Copper Nanowires May Offer Solar Cost Solution

Polymer photovoltaic cell making use of transparent conducting polymers.

Polymer photovoltaic cell making use of transparent conducting polymers.

Research by chemists at Duke University may hold key to lowering cost of photovoltaic cells in the form of copper nanowires. Copper atoms are organized to form long, thin nanowires that can be used to create a transparent conductive film which is then coated over plastic or glass. While conductive transparent films are nothing new in the electronics sector this new manufacturing process is considerably less expensive.

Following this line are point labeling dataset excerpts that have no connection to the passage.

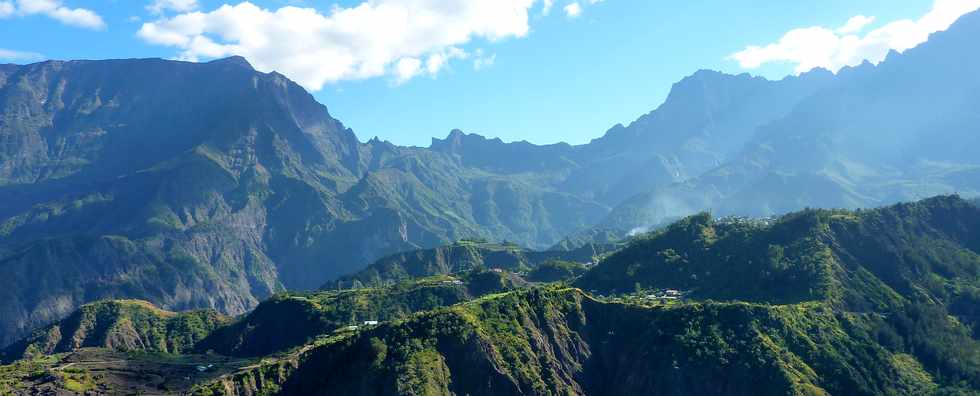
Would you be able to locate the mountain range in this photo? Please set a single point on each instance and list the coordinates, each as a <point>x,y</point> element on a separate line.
<point>213,185</point>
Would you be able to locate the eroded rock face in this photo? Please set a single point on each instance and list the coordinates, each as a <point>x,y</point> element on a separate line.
<point>214,186</point>
<point>121,325</point>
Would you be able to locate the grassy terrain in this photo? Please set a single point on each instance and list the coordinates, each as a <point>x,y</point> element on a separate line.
<point>128,325</point>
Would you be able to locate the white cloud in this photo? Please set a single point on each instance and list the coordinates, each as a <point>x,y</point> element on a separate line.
<point>573,10</point>
<point>54,9</point>
<point>19,56</point>
<point>406,68</point>
<point>546,8</point>
<point>6,9</point>
<point>397,38</point>
<point>814,47</point>
<point>158,7</point>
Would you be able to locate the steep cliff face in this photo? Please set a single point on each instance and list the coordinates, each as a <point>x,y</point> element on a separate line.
<point>292,320</point>
<point>562,342</point>
<point>117,182</point>
<point>874,135</point>
<point>123,325</point>
<point>463,256</point>
<point>864,261</point>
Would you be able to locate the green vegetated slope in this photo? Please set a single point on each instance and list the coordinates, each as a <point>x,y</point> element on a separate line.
<point>561,341</point>
<point>291,320</point>
<point>556,271</point>
<point>861,260</point>
<point>125,325</point>
<point>466,255</point>
<point>832,302</point>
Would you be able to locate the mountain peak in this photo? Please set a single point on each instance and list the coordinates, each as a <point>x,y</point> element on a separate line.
<point>234,60</point>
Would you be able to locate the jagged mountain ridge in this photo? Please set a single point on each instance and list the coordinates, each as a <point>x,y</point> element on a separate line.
<point>113,184</point>
<point>877,134</point>
<point>116,186</point>
<point>125,325</point>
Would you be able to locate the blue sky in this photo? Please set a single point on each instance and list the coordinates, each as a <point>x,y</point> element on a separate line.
<point>563,79</point>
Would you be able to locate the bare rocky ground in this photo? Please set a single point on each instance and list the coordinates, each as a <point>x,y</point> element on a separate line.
<point>105,372</point>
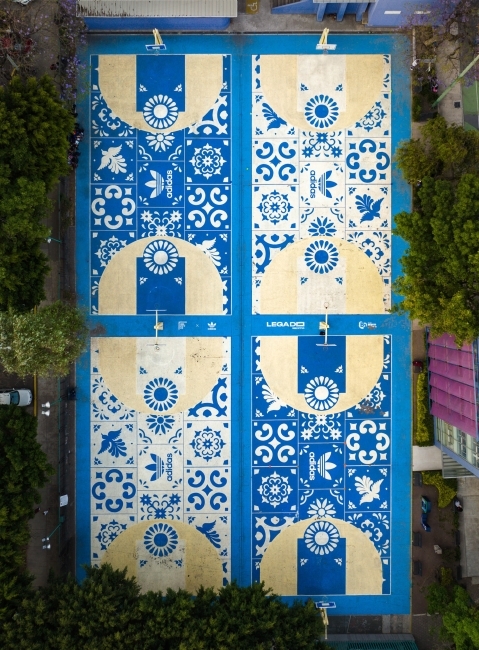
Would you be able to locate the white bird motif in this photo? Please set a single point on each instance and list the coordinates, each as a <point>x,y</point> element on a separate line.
<point>367,488</point>
<point>275,404</point>
<point>113,160</point>
<point>208,247</point>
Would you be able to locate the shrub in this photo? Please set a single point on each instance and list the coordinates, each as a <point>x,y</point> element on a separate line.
<point>424,434</point>
<point>446,487</point>
<point>416,108</point>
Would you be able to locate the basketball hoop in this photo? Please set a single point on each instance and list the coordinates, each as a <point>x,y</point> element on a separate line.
<point>158,45</point>
<point>323,42</point>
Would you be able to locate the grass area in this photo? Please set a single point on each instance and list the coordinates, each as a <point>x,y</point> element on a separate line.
<point>446,487</point>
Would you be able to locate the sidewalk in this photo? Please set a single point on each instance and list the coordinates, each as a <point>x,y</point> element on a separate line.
<point>56,431</point>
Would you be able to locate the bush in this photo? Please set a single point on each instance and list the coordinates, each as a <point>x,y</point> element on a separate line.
<point>446,487</point>
<point>424,434</point>
<point>416,108</point>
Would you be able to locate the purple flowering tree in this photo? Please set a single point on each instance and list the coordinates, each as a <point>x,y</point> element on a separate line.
<point>446,26</point>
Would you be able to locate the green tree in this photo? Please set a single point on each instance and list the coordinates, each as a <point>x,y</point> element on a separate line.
<point>23,266</point>
<point>440,284</point>
<point>45,342</point>
<point>460,617</point>
<point>24,469</point>
<point>34,125</point>
<point>106,612</point>
<point>443,151</point>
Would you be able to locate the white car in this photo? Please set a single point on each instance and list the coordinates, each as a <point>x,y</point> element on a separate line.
<point>17,397</point>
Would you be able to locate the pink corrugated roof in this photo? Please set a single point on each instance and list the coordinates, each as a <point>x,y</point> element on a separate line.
<point>451,380</point>
<point>455,419</point>
<point>452,387</point>
<point>464,375</point>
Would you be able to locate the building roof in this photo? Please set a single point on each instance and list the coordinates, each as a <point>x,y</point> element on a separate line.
<point>159,8</point>
<point>452,383</point>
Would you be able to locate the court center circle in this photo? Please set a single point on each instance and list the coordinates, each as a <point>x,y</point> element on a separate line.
<point>160,111</point>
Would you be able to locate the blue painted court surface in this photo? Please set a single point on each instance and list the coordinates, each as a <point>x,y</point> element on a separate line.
<point>244,407</point>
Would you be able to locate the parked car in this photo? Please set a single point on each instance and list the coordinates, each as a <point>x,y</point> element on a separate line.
<point>17,397</point>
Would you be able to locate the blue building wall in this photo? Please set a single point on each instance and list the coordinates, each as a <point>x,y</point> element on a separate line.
<point>382,13</point>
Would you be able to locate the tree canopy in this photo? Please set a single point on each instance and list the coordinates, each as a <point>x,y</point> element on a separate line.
<point>45,342</point>
<point>34,125</point>
<point>443,151</point>
<point>440,284</point>
<point>106,611</point>
<point>24,469</point>
<point>440,281</point>
<point>460,617</point>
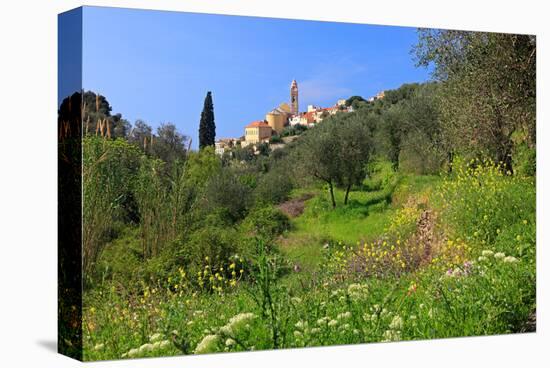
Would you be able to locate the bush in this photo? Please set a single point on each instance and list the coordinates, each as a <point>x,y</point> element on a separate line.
<point>266,222</point>
<point>480,201</point>
<point>273,187</point>
<point>227,191</point>
<point>379,175</point>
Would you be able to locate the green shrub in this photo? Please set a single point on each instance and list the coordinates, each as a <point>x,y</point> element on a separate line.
<point>273,187</point>
<point>266,222</point>
<point>480,201</point>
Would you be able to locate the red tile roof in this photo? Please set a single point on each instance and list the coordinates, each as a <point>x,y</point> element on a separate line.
<point>258,123</point>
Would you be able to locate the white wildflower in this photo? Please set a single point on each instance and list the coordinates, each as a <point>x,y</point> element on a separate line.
<point>344,315</point>
<point>357,291</point>
<point>392,335</point>
<point>301,325</point>
<point>145,347</point>
<point>155,337</point>
<point>323,321</point>
<point>208,344</point>
<point>396,323</point>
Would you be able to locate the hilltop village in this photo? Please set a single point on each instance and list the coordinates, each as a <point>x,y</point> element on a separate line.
<point>270,130</point>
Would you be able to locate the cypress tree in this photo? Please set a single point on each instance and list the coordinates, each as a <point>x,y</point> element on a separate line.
<point>207,127</point>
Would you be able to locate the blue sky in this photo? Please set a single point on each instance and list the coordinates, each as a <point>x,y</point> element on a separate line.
<point>158,66</point>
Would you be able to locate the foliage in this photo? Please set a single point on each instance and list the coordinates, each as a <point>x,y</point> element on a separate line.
<point>266,222</point>
<point>489,89</point>
<point>106,177</point>
<point>481,201</point>
<point>336,152</point>
<point>207,126</point>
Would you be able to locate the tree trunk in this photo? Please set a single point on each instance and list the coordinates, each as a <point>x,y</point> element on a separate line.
<point>347,194</point>
<point>331,189</point>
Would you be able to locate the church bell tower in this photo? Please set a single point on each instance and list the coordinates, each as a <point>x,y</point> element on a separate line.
<point>294,98</point>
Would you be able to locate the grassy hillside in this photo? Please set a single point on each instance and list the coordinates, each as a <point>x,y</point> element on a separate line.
<point>399,263</point>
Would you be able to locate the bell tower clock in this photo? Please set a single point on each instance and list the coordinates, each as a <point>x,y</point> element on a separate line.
<point>294,98</point>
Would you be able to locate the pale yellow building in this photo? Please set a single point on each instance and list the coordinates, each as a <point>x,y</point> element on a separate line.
<point>277,119</point>
<point>257,132</point>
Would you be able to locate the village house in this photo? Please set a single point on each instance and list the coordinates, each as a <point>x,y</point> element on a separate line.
<point>256,132</point>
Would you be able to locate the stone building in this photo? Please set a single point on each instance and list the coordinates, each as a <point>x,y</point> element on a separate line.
<point>257,132</point>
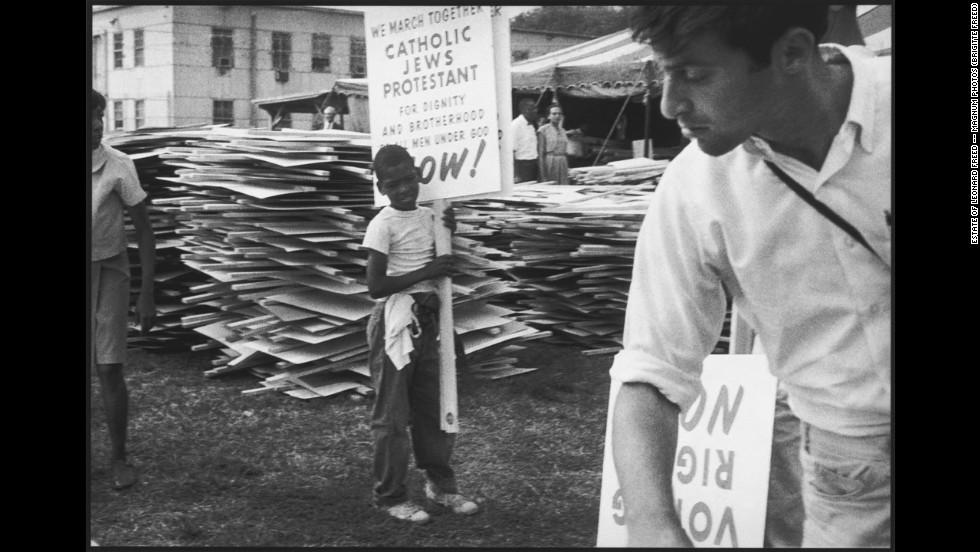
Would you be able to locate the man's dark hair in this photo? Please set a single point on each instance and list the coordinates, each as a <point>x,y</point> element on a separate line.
<point>752,28</point>
<point>97,99</point>
<point>390,156</point>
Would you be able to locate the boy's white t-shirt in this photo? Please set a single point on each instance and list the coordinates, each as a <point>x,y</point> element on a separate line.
<point>407,238</point>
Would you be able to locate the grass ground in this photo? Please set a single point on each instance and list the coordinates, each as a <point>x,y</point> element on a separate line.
<point>218,468</point>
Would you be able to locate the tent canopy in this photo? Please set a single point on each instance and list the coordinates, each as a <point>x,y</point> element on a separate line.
<point>612,66</point>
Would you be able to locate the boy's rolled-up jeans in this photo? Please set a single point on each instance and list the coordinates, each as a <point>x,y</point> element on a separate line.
<point>846,489</point>
<point>408,399</point>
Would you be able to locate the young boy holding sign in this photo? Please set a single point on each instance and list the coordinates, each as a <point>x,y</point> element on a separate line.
<point>404,352</point>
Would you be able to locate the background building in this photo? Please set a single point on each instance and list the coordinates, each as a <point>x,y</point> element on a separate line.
<point>182,65</point>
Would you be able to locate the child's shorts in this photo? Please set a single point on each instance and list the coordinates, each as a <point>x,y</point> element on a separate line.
<point>110,309</point>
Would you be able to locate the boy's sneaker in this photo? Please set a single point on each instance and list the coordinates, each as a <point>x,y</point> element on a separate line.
<point>458,503</point>
<point>407,511</point>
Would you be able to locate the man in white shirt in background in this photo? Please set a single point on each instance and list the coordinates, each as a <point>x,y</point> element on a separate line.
<point>748,85</point>
<point>525,142</point>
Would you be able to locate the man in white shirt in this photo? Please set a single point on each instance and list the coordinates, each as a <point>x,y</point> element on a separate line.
<point>330,119</point>
<point>525,143</point>
<point>748,86</point>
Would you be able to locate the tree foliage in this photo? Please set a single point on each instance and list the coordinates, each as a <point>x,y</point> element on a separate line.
<point>592,21</point>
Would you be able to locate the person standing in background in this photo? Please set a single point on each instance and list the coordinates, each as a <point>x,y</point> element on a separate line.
<point>553,148</point>
<point>525,142</point>
<point>330,121</point>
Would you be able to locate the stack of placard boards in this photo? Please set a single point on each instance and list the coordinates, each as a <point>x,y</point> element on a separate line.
<point>276,219</point>
<point>173,280</point>
<point>626,171</point>
<point>572,253</point>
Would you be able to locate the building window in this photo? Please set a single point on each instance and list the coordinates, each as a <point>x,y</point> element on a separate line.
<point>117,120</point>
<point>140,113</point>
<point>321,53</point>
<point>223,112</point>
<point>282,46</point>
<point>138,48</point>
<point>358,57</point>
<point>222,49</point>
<point>96,60</point>
<point>117,50</point>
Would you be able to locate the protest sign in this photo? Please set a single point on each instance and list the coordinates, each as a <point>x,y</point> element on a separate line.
<point>433,91</point>
<point>721,468</point>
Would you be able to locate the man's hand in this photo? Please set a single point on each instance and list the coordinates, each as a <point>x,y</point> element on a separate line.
<point>449,218</point>
<point>440,267</point>
<point>654,535</point>
<point>146,312</point>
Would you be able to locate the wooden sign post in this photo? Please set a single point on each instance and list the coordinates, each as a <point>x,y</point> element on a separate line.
<point>448,405</point>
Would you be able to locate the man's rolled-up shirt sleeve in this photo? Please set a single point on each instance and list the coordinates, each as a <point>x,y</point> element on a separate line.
<point>676,304</point>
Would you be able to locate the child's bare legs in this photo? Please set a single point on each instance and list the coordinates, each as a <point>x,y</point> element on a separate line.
<point>115,399</point>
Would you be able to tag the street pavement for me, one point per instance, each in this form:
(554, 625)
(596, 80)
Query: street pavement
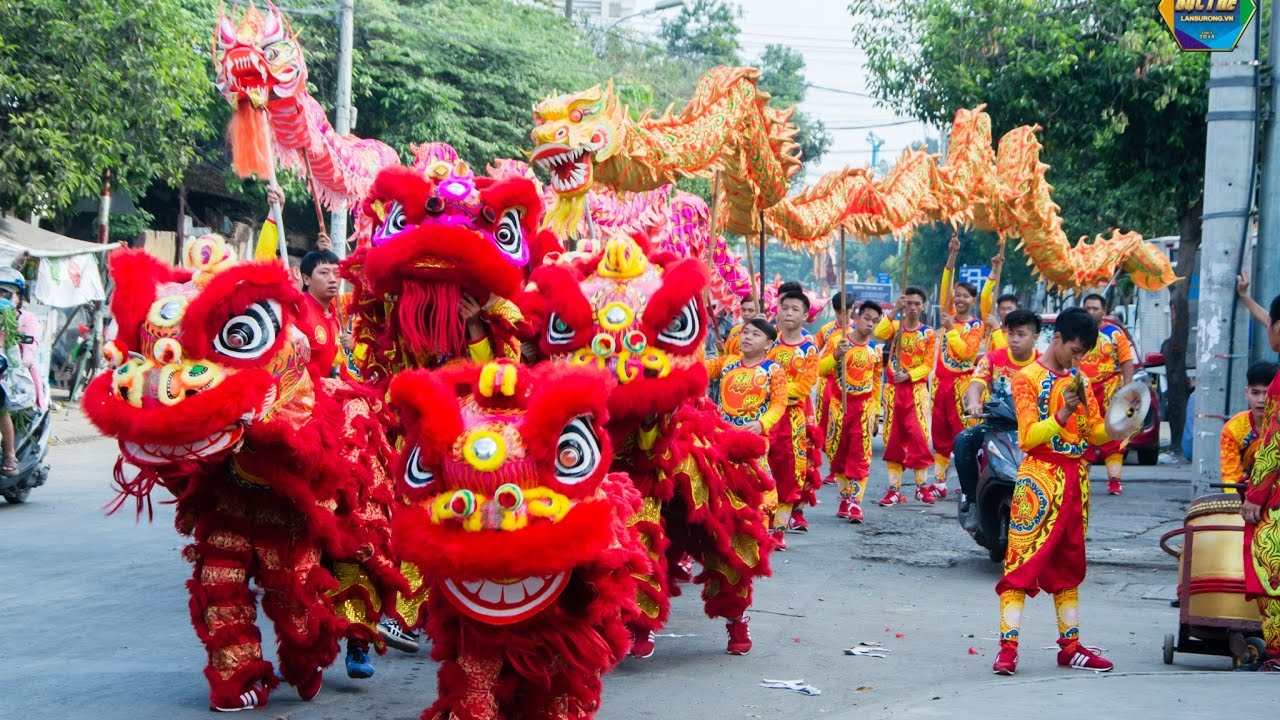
(95, 624)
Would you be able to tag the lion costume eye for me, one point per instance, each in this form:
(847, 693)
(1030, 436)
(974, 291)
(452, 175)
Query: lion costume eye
(577, 454)
(415, 474)
(684, 327)
(251, 333)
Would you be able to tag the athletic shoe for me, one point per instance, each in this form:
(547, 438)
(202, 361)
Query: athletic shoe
(357, 661)
(397, 637)
(1079, 657)
(254, 697)
(739, 636)
(641, 643)
(1006, 662)
(892, 496)
(798, 523)
(924, 495)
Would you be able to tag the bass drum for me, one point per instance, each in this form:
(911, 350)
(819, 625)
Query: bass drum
(1211, 565)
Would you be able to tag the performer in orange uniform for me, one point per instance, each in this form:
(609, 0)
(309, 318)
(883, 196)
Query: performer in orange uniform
(1109, 367)
(1261, 511)
(753, 387)
(1239, 441)
(750, 310)
(792, 442)
(1057, 419)
(960, 343)
(906, 441)
(853, 408)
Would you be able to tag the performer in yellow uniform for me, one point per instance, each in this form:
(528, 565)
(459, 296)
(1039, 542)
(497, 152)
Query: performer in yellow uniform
(1240, 436)
(794, 442)
(1109, 367)
(1057, 419)
(906, 438)
(853, 408)
(960, 343)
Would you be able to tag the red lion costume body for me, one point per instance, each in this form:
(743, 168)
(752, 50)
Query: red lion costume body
(522, 538)
(643, 319)
(273, 474)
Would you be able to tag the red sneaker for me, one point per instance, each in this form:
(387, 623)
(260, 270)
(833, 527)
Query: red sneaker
(1079, 657)
(842, 510)
(739, 636)
(892, 496)
(924, 493)
(1006, 662)
(798, 523)
(641, 643)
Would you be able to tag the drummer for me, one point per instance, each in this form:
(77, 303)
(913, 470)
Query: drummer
(1239, 442)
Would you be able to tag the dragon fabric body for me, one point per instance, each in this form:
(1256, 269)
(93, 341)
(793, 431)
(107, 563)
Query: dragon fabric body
(278, 479)
(640, 317)
(521, 534)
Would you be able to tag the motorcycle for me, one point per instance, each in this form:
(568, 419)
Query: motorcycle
(32, 428)
(986, 515)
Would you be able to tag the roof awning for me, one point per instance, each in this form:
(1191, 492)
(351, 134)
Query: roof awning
(17, 236)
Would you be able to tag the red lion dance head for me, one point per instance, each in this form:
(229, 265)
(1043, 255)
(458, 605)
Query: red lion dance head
(520, 533)
(638, 315)
(440, 233)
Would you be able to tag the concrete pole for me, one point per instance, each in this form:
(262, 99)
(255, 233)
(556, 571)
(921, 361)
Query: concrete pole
(1228, 203)
(343, 112)
(1266, 261)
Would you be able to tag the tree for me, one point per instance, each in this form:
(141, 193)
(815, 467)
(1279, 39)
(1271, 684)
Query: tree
(1121, 108)
(88, 86)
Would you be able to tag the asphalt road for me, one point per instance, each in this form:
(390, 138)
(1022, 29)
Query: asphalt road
(94, 624)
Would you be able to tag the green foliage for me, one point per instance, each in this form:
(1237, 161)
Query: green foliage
(1123, 109)
(88, 86)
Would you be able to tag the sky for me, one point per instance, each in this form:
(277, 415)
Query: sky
(821, 30)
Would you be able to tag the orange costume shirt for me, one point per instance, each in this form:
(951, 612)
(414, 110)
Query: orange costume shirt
(749, 392)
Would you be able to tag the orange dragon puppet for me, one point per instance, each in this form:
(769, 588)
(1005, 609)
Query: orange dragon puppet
(641, 318)
(274, 477)
(521, 534)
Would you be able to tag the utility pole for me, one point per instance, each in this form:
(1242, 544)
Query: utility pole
(343, 112)
(1229, 167)
(1265, 281)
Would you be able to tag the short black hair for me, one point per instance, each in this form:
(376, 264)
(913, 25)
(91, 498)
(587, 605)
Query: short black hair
(792, 291)
(318, 258)
(1075, 323)
(871, 305)
(764, 327)
(1261, 373)
(1023, 319)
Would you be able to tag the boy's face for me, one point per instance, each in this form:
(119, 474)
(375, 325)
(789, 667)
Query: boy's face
(1022, 341)
(791, 314)
(754, 342)
(1256, 397)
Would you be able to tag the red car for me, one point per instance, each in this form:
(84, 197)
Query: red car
(1146, 443)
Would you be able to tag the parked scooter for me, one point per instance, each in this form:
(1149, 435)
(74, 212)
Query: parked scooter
(987, 514)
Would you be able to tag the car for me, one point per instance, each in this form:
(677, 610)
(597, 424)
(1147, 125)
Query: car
(1146, 443)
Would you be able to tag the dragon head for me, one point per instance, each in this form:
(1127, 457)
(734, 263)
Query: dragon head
(639, 315)
(200, 356)
(440, 232)
(259, 58)
(503, 477)
(571, 132)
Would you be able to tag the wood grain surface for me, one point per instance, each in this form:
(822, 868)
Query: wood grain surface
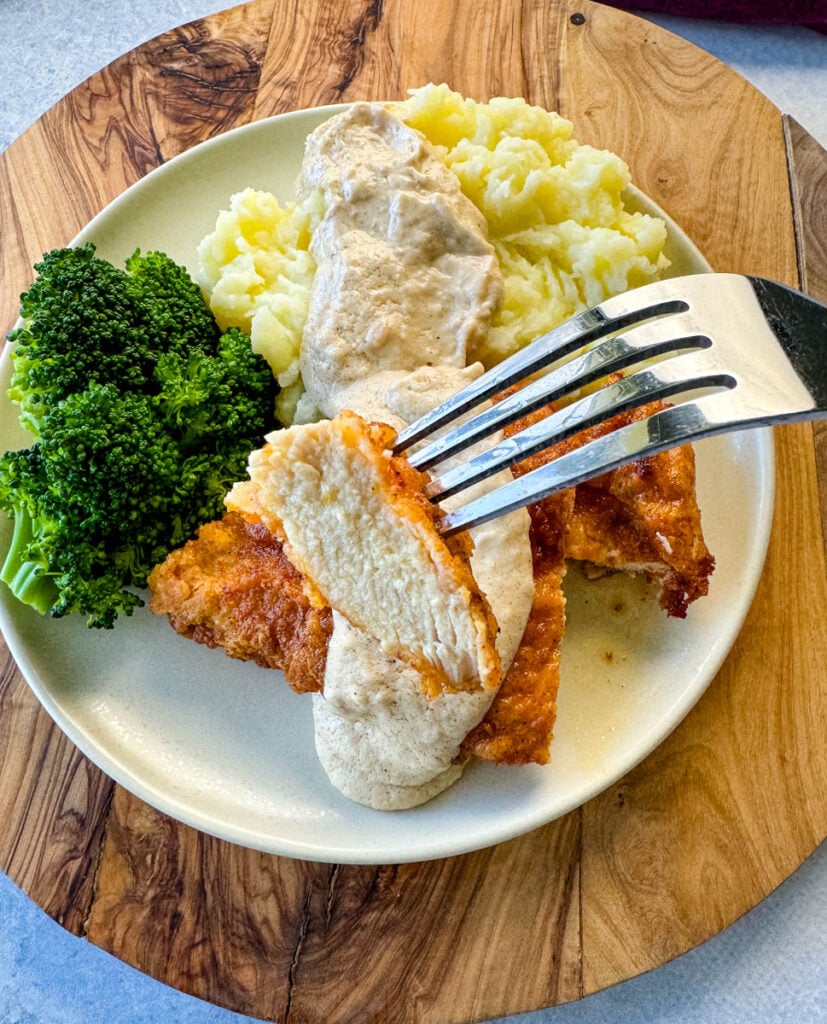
(700, 832)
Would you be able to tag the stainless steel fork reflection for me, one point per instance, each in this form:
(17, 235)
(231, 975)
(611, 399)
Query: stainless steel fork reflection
(726, 351)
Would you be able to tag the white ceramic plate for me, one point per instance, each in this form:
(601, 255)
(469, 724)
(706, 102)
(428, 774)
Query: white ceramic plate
(226, 747)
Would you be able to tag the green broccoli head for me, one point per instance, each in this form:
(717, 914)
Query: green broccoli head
(144, 417)
(86, 322)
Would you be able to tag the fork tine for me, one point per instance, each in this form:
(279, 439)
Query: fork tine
(680, 374)
(661, 430)
(591, 325)
(669, 334)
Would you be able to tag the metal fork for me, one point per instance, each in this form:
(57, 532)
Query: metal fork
(727, 351)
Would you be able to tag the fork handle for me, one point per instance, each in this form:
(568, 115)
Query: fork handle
(668, 428)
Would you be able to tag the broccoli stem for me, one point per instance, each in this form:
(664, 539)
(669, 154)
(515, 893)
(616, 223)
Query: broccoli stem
(27, 579)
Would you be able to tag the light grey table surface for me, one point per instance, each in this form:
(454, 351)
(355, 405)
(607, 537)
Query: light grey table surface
(769, 968)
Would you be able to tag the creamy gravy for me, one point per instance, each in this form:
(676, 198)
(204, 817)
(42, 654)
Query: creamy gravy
(405, 282)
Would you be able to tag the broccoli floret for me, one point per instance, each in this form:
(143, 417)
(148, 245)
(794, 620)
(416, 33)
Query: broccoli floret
(85, 322)
(144, 415)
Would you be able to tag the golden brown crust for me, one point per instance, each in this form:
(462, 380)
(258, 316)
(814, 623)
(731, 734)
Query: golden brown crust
(233, 587)
(518, 726)
(641, 517)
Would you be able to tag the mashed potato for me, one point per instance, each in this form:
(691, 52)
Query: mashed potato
(257, 272)
(555, 213)
(555, 210)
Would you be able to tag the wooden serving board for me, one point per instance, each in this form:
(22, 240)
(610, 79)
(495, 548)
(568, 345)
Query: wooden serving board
(694, 837)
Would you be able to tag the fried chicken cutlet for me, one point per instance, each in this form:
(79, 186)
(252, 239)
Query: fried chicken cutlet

Currently most electronic screens use a film made from Indium Tin Oxide (ITO). However these films require vapor deposition which is extremely slow, produces a film that can break easily, and uses an expensive rare Earth element (Indium). Similar to the newly proposed Copper Nanowires are Silver Nanowires which results in quicker manufacturing and a more durable product. However Silver has the same cost drawbacks as Indium.

Duke chemist Ben Wiley who spearheaded the research co-founded a company, NanoForge Corp, in 2010 to begin manufacturing these new copper nanowires. This year NanoForge was awarded a $45,000 North Carolina IDEA grant and has begun offering the technology to electronics manufacturers. Within the next few years this new, inexpensive, flexible copper film might be part of the solution to lowering the cost of photovoltaics.